Category Archives: star trek
One of the things that I have been thinking about rather a lot of late is how genre fans seem to have isolated themselves from each other. I am not quite sure why this has happened. When I was younger I was a member of a local branch of the Doctor Who Appreciation Society in my local town. I cannot recall if it was officially affiliated with the larger organisation, but I do remember it being an awful lot of fun. I was one of the younger members at the time, but the group introduced me to other people who had the same interests as me. We could talk the finer points of Kaled culture or interpretations of things that happened in various episodes. It also introduced me to something much, much cooler – episodes to watch on VHS. This was a point where official VHS releases had only just started, and the BBC were keen to rip off fans. (Does anyone else remember the way that they split six part stories over two cassettes so they cold charge us twice as much? Had the robbing bastards not heard of the E180?). I remember seeing videos of episodes I had hereto only read about – proper tenth generation copies where you had to squint to see the picture and every other word was open to interpretation due to the sound quality. But it was so exciting when these guys played an episode that I had not seen before, irrespective of the quality. Of course, they did not play episodes all that often because all of the older guys had seen them all and could never agree which one to watch, which meant they could tease myself and the younger guys about what they had seen and we had not. But it was never malicious, and I loved those monthly meetings.
And they were pretty common. The next town over had something similar, and I was also involved in setting up a Star Trek local group not many years later (from which I gained some of my most enduring friendships).
Perhaps I am having a midlife crises, or just indulging in the “things are just not as good as they used to be!” nonsense that seems to occupy the older, but none of that local fandom seems to exist any more. When I was involved in fandom as a younger chap, you had to find out about these groups either through word of mouth, seeing a flyer in a specialised shop, or seeing an advert in Doctor Who Monthly or TV Zone. (Or Starburst Magazine, anyone remember that? Though of course it would now be called Opal Fruit Monthly.) I remember good old photocopied newsletters that had to be posted out to members with information about new members or meetings and events. Of course now you can just set up a Facebook Group, you can update people instantly via twitter or other social media. Setting these things up and communicating their existence and news is so much easier than it used to be, and, just as importantly, it’s free!
And yet there seems to be very little out there. I just did a search on Meetup for Science Fiction and Fantasy related groups within twenty five miles of where I live, and found nothing. I expanded the search to fifty miles and found five groups, all a long way away. Get when I was younger I could name four groups that would have fallen into that search area, hell I was a member of two of them!
I searched on Facebook for local groups, using combinations of place names and phases such as “Doctor Who”, “Star Trek”, “SciFi”, “Fantasy” and other variations. The closest I got was an acknowledgement that Matt Smith was born in one of those local towns! I tried similar searches on Google and Bing, and found nothing.

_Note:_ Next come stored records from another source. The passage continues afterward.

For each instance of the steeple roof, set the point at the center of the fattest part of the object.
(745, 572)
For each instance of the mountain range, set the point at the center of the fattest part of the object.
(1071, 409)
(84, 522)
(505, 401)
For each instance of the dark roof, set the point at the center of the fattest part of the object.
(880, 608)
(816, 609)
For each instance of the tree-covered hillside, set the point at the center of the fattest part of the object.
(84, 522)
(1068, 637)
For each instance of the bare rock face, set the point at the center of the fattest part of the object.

So, why is this? I am aware of a few groups that ran for a while (there was a Firefly club in Leeds that tried to meet monthly but ran out of steam when general apathy prevented attendance and it eventually stopped). It’s not like modern organisers need to slave over a photocopier or printer in order to print the newsletters, or write out envelopes and lick stamps. The part that made it hard work can now be done in a matter of seconds for free online. Logic suggests that, since it’s easier, it should be more prevalent rather than less. Yet it isn’t.

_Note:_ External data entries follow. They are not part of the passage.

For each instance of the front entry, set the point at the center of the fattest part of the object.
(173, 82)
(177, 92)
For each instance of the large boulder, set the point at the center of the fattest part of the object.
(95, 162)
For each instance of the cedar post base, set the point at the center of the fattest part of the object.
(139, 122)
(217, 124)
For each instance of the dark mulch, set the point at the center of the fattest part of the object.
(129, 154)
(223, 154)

Is it because the Internet has actually caused us to distance ourselves from other people? I knew who my neighbours were ten years ago, I have no idea now.

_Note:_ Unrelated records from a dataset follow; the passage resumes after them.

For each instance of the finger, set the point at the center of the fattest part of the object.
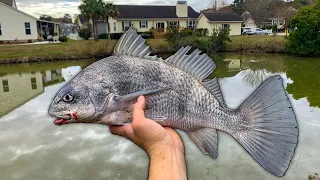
(125, 131)
(138, 118)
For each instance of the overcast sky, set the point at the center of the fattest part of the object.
(58, 8)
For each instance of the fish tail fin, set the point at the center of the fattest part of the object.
(268, 126)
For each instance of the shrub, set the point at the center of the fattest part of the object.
(85, 33)
(218, 40)
(176, 38)
(304, 40)
(63, 38)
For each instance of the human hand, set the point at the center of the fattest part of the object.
(148, 134)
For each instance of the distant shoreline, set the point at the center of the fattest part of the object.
(74, 50)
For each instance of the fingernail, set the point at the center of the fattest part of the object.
(140, 98)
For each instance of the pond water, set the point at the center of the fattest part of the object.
(32, 147)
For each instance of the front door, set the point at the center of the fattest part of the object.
(160, 27)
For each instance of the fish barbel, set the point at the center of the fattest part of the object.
(178, 95)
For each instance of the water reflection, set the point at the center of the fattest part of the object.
(32, 147)
(18, 87)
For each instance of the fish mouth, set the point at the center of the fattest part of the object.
(68, 119)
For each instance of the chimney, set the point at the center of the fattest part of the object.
(182, 9)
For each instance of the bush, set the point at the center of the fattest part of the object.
(218, 40)
(85, 33)
(63, 38)
(304, 40)
(176, 38)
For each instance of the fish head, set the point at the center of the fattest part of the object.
(72, 104)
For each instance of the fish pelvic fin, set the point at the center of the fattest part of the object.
(268, 126)
(207, 140)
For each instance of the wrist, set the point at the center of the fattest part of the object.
(163, 149)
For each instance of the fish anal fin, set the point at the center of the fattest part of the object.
(207, 140)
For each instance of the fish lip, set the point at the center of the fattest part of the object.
(67, 119)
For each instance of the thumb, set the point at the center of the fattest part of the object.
(138, 118)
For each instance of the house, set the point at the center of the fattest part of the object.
(218, 21)
(280, 19)
(247, 20)
(145, 17)
(16, 25)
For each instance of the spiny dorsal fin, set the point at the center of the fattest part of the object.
(199, 66)
(132, 44)
(213, 87)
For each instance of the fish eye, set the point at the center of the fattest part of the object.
(67, 98)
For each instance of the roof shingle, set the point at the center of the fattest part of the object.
(151, 12)
(222, 17)
(7, 2)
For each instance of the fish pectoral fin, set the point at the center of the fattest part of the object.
(135, 95)
(207, 140)
(158, 119)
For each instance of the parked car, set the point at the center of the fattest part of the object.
(255, 31)
(245, 29)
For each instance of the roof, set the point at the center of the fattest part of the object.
(151, 12)
(245, 16)
(222, 17)
(15, 9)
(8, 2)
(82, 19)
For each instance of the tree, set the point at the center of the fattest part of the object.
(304, 40)
(67, 18)
(93, 10)
(109, 11)
(261, 10)
(46, 17)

And could it be a cultural thing? Here in the UK these groups are scarce, but perhaps in the USA they are still very active? Would love to know, if any of my foreign readers (or indeed my local ones) have any thoughts I would be very interested to hear them.
Next month sees the fiftieth anniversary of Doctor Who and includes many live simultaneous showings of the anniversary episode in cinemas. I am going to see it in London specifically to feel what it is like to be surrounded by like minded people again. I am just steeling myself for all of them to be half my age.
I am in the process of trying to set up something local to my area now. I have made a couple of abortive attempts in the past year, relying on the goodwill of social media friends to share the message. They didn’t, and I gave up after we gained a total of four people other than myself, all of whom I knew and three of whom I had personally invited to the group.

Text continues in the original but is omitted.